Adresse. Gilmstr. 1, 6130 Schwaz [Karte]
Telefon. (05242) 6 32 65

Unterhaltsträger. Franziskanerkloster Schwaz
Funktion. Ordensbibliothek.
Sammelgebiete. Alle Sparten der Theologie, Geschichte.
Benutzungsmöglichkeiten. Nach Voranmeldung. - Leihverkehr: nicht angeschlossen.
Technische Einrichtungen für Benützer. Kopiergerät im Kloster.
Hinweise für anreisende Benützer. Westbahn bis Station Schwaz, ab Bahnhof Fußwegnähe (10 Minuten). - A 1, Abfahrt Schwaz. Parkmöglichkeit beim Kloster.

1. BESTANDSGESCHICHTE

1.1 Das Franziskanerkloster in Schwaz wurde 1507 auf Betreiben der Bergwerksherren bzw.
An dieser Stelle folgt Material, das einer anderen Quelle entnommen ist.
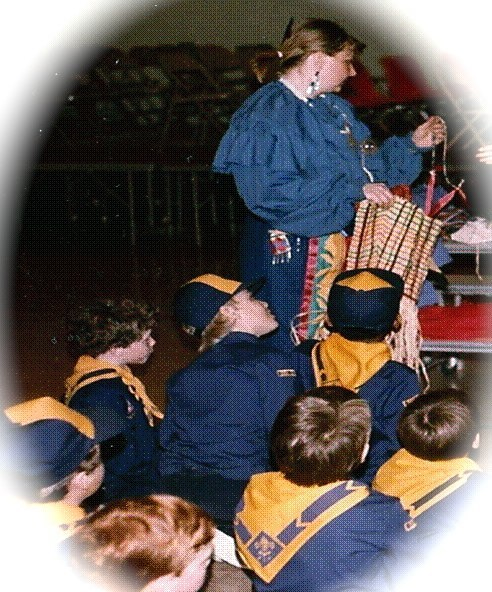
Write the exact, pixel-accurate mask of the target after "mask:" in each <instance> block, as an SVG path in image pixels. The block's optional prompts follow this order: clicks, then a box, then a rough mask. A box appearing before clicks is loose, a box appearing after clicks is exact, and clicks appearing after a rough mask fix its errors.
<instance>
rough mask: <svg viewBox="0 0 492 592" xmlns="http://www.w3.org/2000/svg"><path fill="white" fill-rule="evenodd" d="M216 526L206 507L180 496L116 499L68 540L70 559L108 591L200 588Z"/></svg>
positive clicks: (185, 591) (202, 584)
mask: <svg viewBox="0 0 492 592" xmlns="http://www.w3.org/2000/svg"><path fill="white" fill-rule="evenodd" d="M214 533H215V528H214V525H213V523H212V521H211V520H210V518H209V517H208V516H207V515H206V514H205V512H204V511H203V510H201V509H200V508H198V507H197V506H195V505H194V504H190V503H188V502H186V501H184V500H181V499H179V498H177V497H173V496H167V495H151V496H148V497H143V498H140V499H128V500H119V501H114V502H112V503H110V504H108V505H107V506H106V507H105V508H102V509H100V510H98V511H96V512H94V513H93V514H92V515H90V516H89V517H88V518H87V519H86V521H85V522H84V524H83V525H82V526H81V528H80V529H79V530H78V531H77V532H76V533H75V534H74V535H73V536H72V537H71V538H70V539H69V540H68V541H67V543H68V544H67V545H66V549H65V550H66V551H67V552H68V557H69V562H70V563H71V565H72V566H73V567H74V568H75V569H76V570H77V571H79V572H81V574H82V575H83V577H84V580H86V581H87V580H88V581H90V582H93V583H96V584H98V585H99V586H101V587H102V589H104V590H111V591H115V590H118V591H123V592H159V591H163V590H166V592H197V591H198V590H199V589H200V588H201V587H202V586H203V583H204V581H205V576H206V573H207V568H208V565H209V563H210V559H211V555H212V550H213V544H212V541H213V537H214Z"/></svg>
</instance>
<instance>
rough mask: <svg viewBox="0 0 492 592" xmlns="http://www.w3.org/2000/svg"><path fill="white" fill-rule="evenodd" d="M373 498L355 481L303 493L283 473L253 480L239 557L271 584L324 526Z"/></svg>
mask: <svg viewBox="0 0 492 592" xmlns="http://www.w3.org/2000/svg"><path fill="white" fill-rule="evenodd" d="M368 495H369V489H368V488H367V487H366V486H365V485H357V484H355V483H354V482H353V481H337V482H335V483H329V484H328V485H322V486H319V485H314V486H311V487H302V486H300V485H295V484H294V483H291V482H290V481H288V480H287V479H286V478H285V477H284V476H283V475H282V474H281V473H279V472H270V473H260V474H258V475H253V477H252V478H251V480H250V482H249V483H248V485H247V487H246V489H245V491H244V494H243V499H242V501H241V503H240V505H239V507H238V512H237V515H236V520H235V524H234V530H235V534H236V543H237V546H238V550H239V553H240V555H241V557H242V558H243V560H244V561H245V563H246V565H247V566H248V567H250V568H251V569H252V570H253V571H254V572H255V573H256V574H257V575H258V576H259V577H260V578H261V579H262V580H263V581H265V582H267V583H268V582H271V581H272V580H273V578H274V577H275V576H276V575H277V574H278V572H279V571H280V570H281V569H282V568H283V567H284V566H285V565H286V564H287V563H288V561H290V559H291V558H292V557H293V556H294V555H295V554H296V553H297V552H298V551H299V549H300V548H301V547H302V546H303V545H304V544H305V543H306V542H307V541H308V540H309V539H310V538H311V537H312V536H314V535H315V534H316V533H317V532H318V531H319V530H320V529H321V528H322V527H323V526H325V525H326V524H328V523H329V522H331V521H332V520H334V519H335V518H337V517H338V516H340V515H341V514H342V513H343V512H346V511H347V510H349V509H350V508H352V507H353V506H355V505H356V504H358V503H359V502H360V501H362V500H363V499H364V498H366V497H367V496H368Z"/></svg>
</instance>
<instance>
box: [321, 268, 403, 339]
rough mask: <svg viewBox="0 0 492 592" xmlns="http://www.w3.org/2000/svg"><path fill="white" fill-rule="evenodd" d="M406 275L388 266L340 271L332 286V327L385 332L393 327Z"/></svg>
mask: <svg viewBox="0 0 492 592" xmlns="http://www.w3.org/2000/svg"><path fill="white" fill-rule="evenodd" d="M403 288H404V282H403V279H402V278H401V277H400V276H399V275H397V274H396V273H393V272H392V271H388V270H386V269H376V268H371V267H368V268H361V269H351V270H349V271H343V272H342V273H339V274H338V275H337V277H336V278H335V281H334V282H333V285H332V287H331V288H330V293H329V295H328V305H327V312H328V318H329V322H330V324H331V327H332V328H333V329H334V330H335V331H337V332H340V333H342V334H343V332H344V330H346V329H349V330H360V331H361V332H364V333H365V334H367V336H377V335H385V334H387V333H389V332H390V331H391V329H392V327H393V323H394V322H395V319H396V317H397V315H398V311H399V308H400V300H401V297H402V295H403Z"/></svg>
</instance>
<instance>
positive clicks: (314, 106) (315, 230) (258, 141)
mask: <svg viewBox="0 0 492 592" xmlns="http://www.w3.org/2000/svg"><path fill="white" fill-rule="evenodd" d="M369 136H370V132H369V129H368V128H367V127H366V126H365V125H364V124H363V123H362V122H360V121H359V120H358V119H356V117H355V114H354V111H353V109H352V106H351V105H350V103H348V102H347V101H345V100H344V99H342V98H341V97H339V96H337V95H335V94H332V93H329V94H326V95H320V96H318V97H316V98H315V99H311V100H309V101H307V102H305V101H303V100H301V99H299V98H298V97H296V96H295V95H294V93H293V92H292V91H291V90H289V89H288V88H287V87H286V86H285V85H284V84H283V83H282V82H280V81H275V82H270V83H269V84H266V85H264V86H263V87H262V88H260V89H259V90H258V91H256V92H255V93H254V94H253V95H251V96H250V97H249V98H248V99H247V100H246V101H245V102H244V104H243V105H242V106H241V107H240V108H239V110H238V111H236V113H235V114H234V115H233V117H232V119H231V122H230V126H229V129H228V131H227V132H226V133H225V135H224V137H223V138H222V140H221V143H220V145H219V148H218V151H217V154H216V156H215V159H214V162H213V165H212V166H213V170H214V171H215V172H219V173H228V174H232V175H234V178H235V181H236V185H237V188H238V191H239V193H240V195H241V196H242V198H243V199H244V201H245V203H246V206H247V207H248V208H249V210H251V211H252V212H253V213H254V214H256V215H257V216H259V217H260V218H262V219H263V220H265V221H267V222H268V223H269V225H270V226H271V228H277V229H280V230H284V231H285V232H289V233H293V234H296V235H298V236H306V237H309V236H324V235H327V234H331V233H333V232H338V231H340V230H342V229H343V228H345V227H346V226H347V225H348V224H349V223H350V222H351V221H352V219H353V217H354V214H355V209H354V205H355V204H356V202H358V201H360V200H361V199H363V193H362V187H363V185H364V184H366V183H368V182H370V179H369V177H368V175H367V174H366V173H365V172H364V170H363V167H362V160H361V158H362V153H361V150H360V147H359V146H360V144H361V143H362V142H364V140H366V139H368V138H369ZM364 158H365V166H366V168H367V169H369V170H370V172H371V173H372V175H373V178H374V182H381V183H386V184H387V185H389V186H390V187H391V186H393V185H398V184H401V183H407V184H410V183H411V182H412V181H413V180H414V179H415V178H416V177H417V176H418V174H419V173H420V170H421V166H422V157H421V150H420V149H419V148H417V147H416V146H415V145H414V144H413V142H412V140H411V136H410V134H408V135H407V136H405V137H396V136H392V137H390V138H388V139H387V140H386V141H385V142H383V144H382V145H381V146H380V147H379V148H378V149H377V151H376V152H375V153H374V154H365V155H364Z"/></svg>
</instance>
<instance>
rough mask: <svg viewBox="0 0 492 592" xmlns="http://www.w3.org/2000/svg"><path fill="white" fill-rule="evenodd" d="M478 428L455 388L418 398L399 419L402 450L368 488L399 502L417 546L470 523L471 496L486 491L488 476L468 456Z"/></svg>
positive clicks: (410, 402) (475, 419)
mask: <svg viewBox="0 0 492 592" xmlns="http://www.w3.org/2000/svg"><path fill="white" fill-rule="evenodd" d="M478 429H479V428H478V417H477V412H476V410H475V408H474V406H473V405H472V404H471V403H470V401H469V400H468V397H467V395H466V394H465V393H464V392H462V391H459V390H456V389H446V390H442V391H434V392H429V393H426V394H425V395H422V396H420V397H417V398H416V399H414V400H413V401H411V402H410V403H409V404H408V405H407V406H406V407H405V409H404V410H403V412H402V414H401V416H400V419H399V422H398V437H399V439H400V442H401V445H402V446H403V448H401V449H400V450H399V451H398V452H397V453H396V454H395V455H394V456H393V457H392V458H390V460H388V461H387V462H386V463H385V464H383V466H382V467H381V468H380V469H379V471H378V472H377V473H376V477H375V479H374V481H373V487H374V489H376V490H377V491H380V492H383V493H386V494H387V495H393V496H395V497H398V498H399V499H400V500H401V503H402V506H403V507H404V508H405V509H406V510H407V511H408V512H409V513H410V520H409V521H408V523H407V528H408V529H415V535H416V537H417V538H418V539H419V540H421V541H422V544H423V542H424V541H428V542H432V541H433V539H434V538H435V537H436V536H439V535H442V534H446V533H450V532H451V531H452V530H453V529H455V528H457V527H458V525H460V524H463V522H464V521H466V522H468V523H469V522H470V514H469V513H467V512H466V510H467V509H471V506H472V505H473V504H472V500H473V498H474V496H476V495H477V494H478V491H479V490H480V489H481V490H482V491H489V492H490V481H489V478H488V477H487V476H485V475H484V474H482V473H481V469H480V467H479V466H478V464H477V463H476V462H475V461H474V460H472V459H471V458H470V454H471V453H472V452H473V451H474V450H476V449H477V448H478V445H479V439H480V438H479V433H478ZM465 517H466V518H465ZM482 519H483V518H480V520H482Z"/></svg>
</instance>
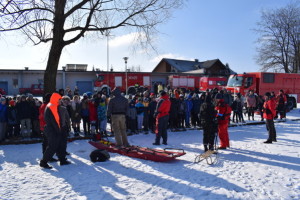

Bergknappen und der Bürger von Schwaz mit Erlaubnis Kaiser Maximilians I. gegründet. Es gehörte anfangs zur Österreichischen (Wiener) Franziskanerprovinz und wurde 1580 Mitglied der neu errichteten Tiroler Franziskanerprovinz. Das Schwazer Kloster ist das älteste noch bestehende im Raum dieser Provinz, welche die Bundesländer Tirol, Salzburg, Kärnten und Oberösterreich umfaßt.

1.2 Von Anfang an wurde im Kloster eine - für damalige Verhältnisse - große Bibliothek eingeplant. Auffallend umfangreich ist der Bestand an Inkunabeln (791 Titel), über dessen Herkunft nur Vermutungen angestellt werden können, da sämtliche Bände lediglich den Schwazer Bibliotheksstempel tragen. Möglicherweise kamen sie aus Wien und wurden wegen der im Osten Österreichs bereits herrschenden Türkengefahr nach Schwaz in Sicherheit gebracht.

1.3 Da das Kloster im Laufe seiner nun fast fünfhundertjährigen Geschichte nie aufgehoben wurde, besitzt es einen bemerkenswerten Bestand an theologischer Literatur seit dem Beginn des Buchdrucks. Dies liegt vor allem darin begründet, daß das Kloster seit 1580 immer als Standort für die ordensinterne Klerikerausbildung vorgesehen war und bei Neuanschaffungen sowohl die Aktualität der Werke als auch die quantitative Ausgewogenheit der Literatur zu den einzelnen Disziplinen berücksichtigt werden mußte. Größere Bestandslücken konnten dadurch vermieden werden. Im 17. und 18. Jh war im Kloster das Noviziat der Tiroler Franziskaner stationiert, was zu einer reichen Ausstattung mit aszetischer Literatur führte.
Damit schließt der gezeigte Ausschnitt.